1. The Data Act is now applied – the regulatory landscape to watch out in technology transactions widens
Since 12 September 2025, the EU Data Act (2023/2854) is directly applicable legislation in all EU Member States. Its mandatory requirements should now be considered also in the context of technology transactions and related due diligence processes. This is especially important when the target entity is either a cloud service provider or a manufacturer of IoT devices or a provider of related services. The level of preparation and compliance with the Data Act’s mandatory requirements may also have a direct impact on the target’s risk profile and value – depending on the scope of services and products in question. Therefore, the Data Act must now be added as a key component to the pallet of regulatory compliance due diligence in connection with technology transactions in addition to other technology related aspects.

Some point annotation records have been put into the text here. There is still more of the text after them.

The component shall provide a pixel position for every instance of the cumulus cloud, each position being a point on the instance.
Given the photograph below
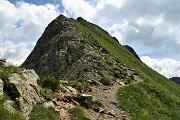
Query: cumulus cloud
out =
(167, 67)
(143, 24)
(151, 27)
(21, 26)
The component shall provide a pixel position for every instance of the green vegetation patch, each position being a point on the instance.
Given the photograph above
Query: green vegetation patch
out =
(49, 82)
(88, 102)
(39, 112)
(5, 72)
(7, 115)
(106, 80)
(80, 85)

2. Vendor lock-ins become history in cloud computing
The Data Act governs the so called “data processing services” which refer to various types of cloud computing models such as infrastructure as a service (IaaS), platform as a service (PaaS) and software as a service (SaaS). The scope of application is thus very large. One of the Data Act’s objectives is to leave “vendor lock-ins” to history by making it easy for customers to switch from one cloud service to another or to in-source the services to the customer’s own ICT infrastructure. The Data Act also allows the customers to simultaneously download their data and digital assets to the new environment at no cost. Further, the service providers must assist in the process first against reduced switching charges and, after a transition period, finally for free.
3. Termination for convenience at two months’ notice may blur revenue recognition
The Data Act establishes a maximum statutory notice period of two months for customers in cloud computing contracts. A contractual clause providing for a longer notice period or prohibiting early termination before the end of a fixed term does not bind the customer, regardless of whether it is a natural or legal person. This means, in practice, that the customer now always has the right of termination for convenience on two months’ notice. Because the Data Act is directly applicable mandatory legislation, it prevails over any old agreements having longer termination periods, or new contracts based on longer fixed term subscriptions. In an industry where contractual setups and revenue models are often based on recurrent fixed term subscriptions, this is a significant change limiting the service providers’ revenue recognition.

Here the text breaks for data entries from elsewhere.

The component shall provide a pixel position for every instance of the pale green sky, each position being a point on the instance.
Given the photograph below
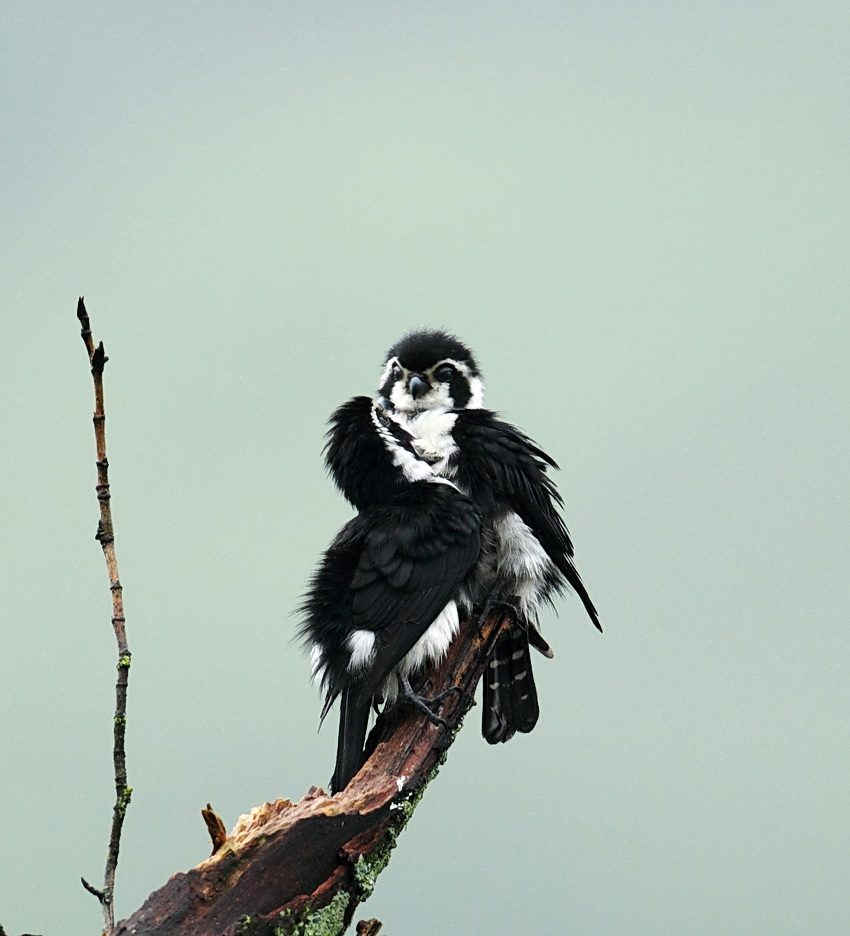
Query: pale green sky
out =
(638, 218)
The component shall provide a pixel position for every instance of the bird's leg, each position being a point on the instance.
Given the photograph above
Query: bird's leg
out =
(511, 612)
(425, 703)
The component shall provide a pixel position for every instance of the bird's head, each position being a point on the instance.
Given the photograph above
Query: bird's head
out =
(429, 370)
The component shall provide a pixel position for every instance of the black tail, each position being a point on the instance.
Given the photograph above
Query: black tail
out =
(510, 696)
(353, 722)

4. Termination fees are still allowed in cloud computing agreements
While the right to terminate the agreement on two months’ notice by the customer may not be limited, the service provider may still charge a termination fee or a penalty from the customer to cover, for example, potential stranded costs for the early termination. The fee must, however, be agreed in the service agreement and be proportionate and predictable in the sense that the provider must have given the prospective customer clear advance information on the early termination penalties that might be imposed. Further, the parties’ freedom of contract is limited to a certain extent as the Data Act requires that cloud computing agreements contain certain mandatory contractual terms relating especially to the customer’s termination rights as well as the service provider’s assistance in the switching process and specifications of relevant data categories.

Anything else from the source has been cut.